余震回数、震源重なる「双子地震」の昨年2月上回る 震度6強1カ月

地震で壁が崩れた蔵。住民は改修せずに解体する予定という=15日、角田市

 宮城、福島両県で最大震度6強を観測した3月16日の地震の影響で、震源周辺では今も余震が続く。同じく両県で最大震度6強を記録し、震源の位置がほぼ重なる「双子地震」とされる昨年2月の地震より余震回数が多く、専門家は引き続き大きな余震への警戒を呼び掛けている。

 二つの地震は福島県沖の東日本大震災の余震域で発生。陸側プレートに沈み込む太平洋プレート内部で生じ、東西に押し合うような力がかかり断層が上下方向にずれる「逆断層型」だった。マグニチュード(M)と震源の深さは3月がM7・4、57キロ、昨年2月がM7・3、55キロ。

 同規模地震の発生後1カ月間に起きた余震回数はグラフの通り。昨年2月の地震は1カ月間で49回だったが、3月の地震は今月15日夕までで74回に上る。

 東北大災害科学国際研究所の遠田晋次教授(地震地質学)は「3月の地震の方が規模が大きく、昨年2月の地震の余震域も刺激したためだろう」と指摘する。

 遠田教授によると、3月の地震のエネルギーは昨年2月の約2倍で、周囲への影響も大きかった。発生後1カ月間に福島県沖で起きた最大震度4の余震は昨年2月の地震は1回だったのに対し、3月の地震は昨年2月の余震域も含め今月14日までに計4回あった。

 昨年2月の地震では、発生3カ月後の5月14日に福島県沖でM6・3、最大震度4の余震が起きた。規模の大きな余震への注意が今後も必要だ。遠田教授は「時間がたてば余震回数は減っていくが、起こりうる最大余震の規模が小さくなるわけではない。被害を繰り返さないよう、早めの対策を講じてほしい」と話す。

壁が崩れるなど被災し、休業している老舗菓子店=15日、角田市

宮城、福島で住宅損壊1万9471棟

 宮城、福島両県で最大震度6強を観測した3月の地震発生から16日で1カ月。宮城県で2人、福島県で1人が死亡し、両県で207人が負傷した。住宅被害は徐々に明らかになり、両県で全壊103棟、半壊1188棟を含む計1万9471棟。概算被害額は宮城が248億1900万円、福島は少なくとも362億円に達した。

 宮城県の15日正午時点のまとめによると、登米市で1人が死亡。七ケ浜町は15日、町内の70代男性を災害関連死と認定した。負傷者は23市町の計106人(重傷10人、軽傷96人)。仙台市が最多の47人で、白石市は新たに4人の負傷が判明した。

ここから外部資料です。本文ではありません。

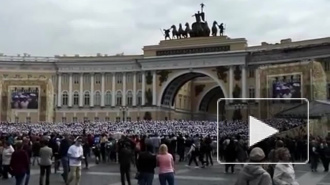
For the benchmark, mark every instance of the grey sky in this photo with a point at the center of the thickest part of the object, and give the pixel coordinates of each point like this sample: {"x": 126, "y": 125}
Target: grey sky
{"x": 87, "y": 27}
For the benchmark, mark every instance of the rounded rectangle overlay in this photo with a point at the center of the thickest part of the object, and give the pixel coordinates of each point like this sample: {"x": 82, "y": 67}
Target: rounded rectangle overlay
{"x": 264, "y": 99}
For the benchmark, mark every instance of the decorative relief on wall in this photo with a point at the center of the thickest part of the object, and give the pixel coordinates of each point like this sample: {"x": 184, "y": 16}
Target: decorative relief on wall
{"x": 222, "y": 73}
{"x": 163, "y": 75}
{"x": 236, "y": 92}
{"x": 237, "y": 73}
{"x": 148, "y": 97}
{"x": 199, "y": 89}
{"x": 148, "y": 78}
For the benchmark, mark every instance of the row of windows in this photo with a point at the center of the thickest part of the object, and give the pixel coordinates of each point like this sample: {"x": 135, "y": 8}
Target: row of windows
{"x": 97, "y": 98}
{"x": 75, "y": 119}
{"x": 98, "y": 77}
{"x": 97, "y": 119}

 住宅被害は28市町村の計7887棟。うち全壊は最も多い山元町の10棟を含む計30棟。半壊は新たに判明した石巻市など15市町の計189棟、一部破損は7668棟に上った。

 罹災(りさい)証明書の申請は34市町村の2万1907件に対し、1万259件(42・6%)が交付された。申請数を踏まえると、今後も住宅被害の増加が見込まれるという。

 県内被害額は道路のひび割れなど公共土木施設が72億3700万円。農業関連は農業ハウスのガラス破損や栽培棚の転倒、暖房機の破損などで35億円に上った。新たに被害が拡大した社会福祉施設関連が6億円2900万円。

 福島県の15日時点のまとめによると、死者は相馬市1人。負傷者は17市町の計101人(重傷9人、軽傷92人)。

 住宅被害は1万1584棟で、うち全壊は福島市27棟、相馬市14棟など計73棟。半壊は999棟、一部破損は1万512棟だった。

 罹災証明書は10日現在、37市町村で1万8274件を受け付け、交付済みは6518件(35・7%)にとどまっている。

 県内の被害額(13日時点)は農林水産業関係が約20億円。道路や橋などの公共土木施設は県内323カ所で173億円。被災した中小事業者は少なくとも3176社に上り、被害額は計169億円に達した。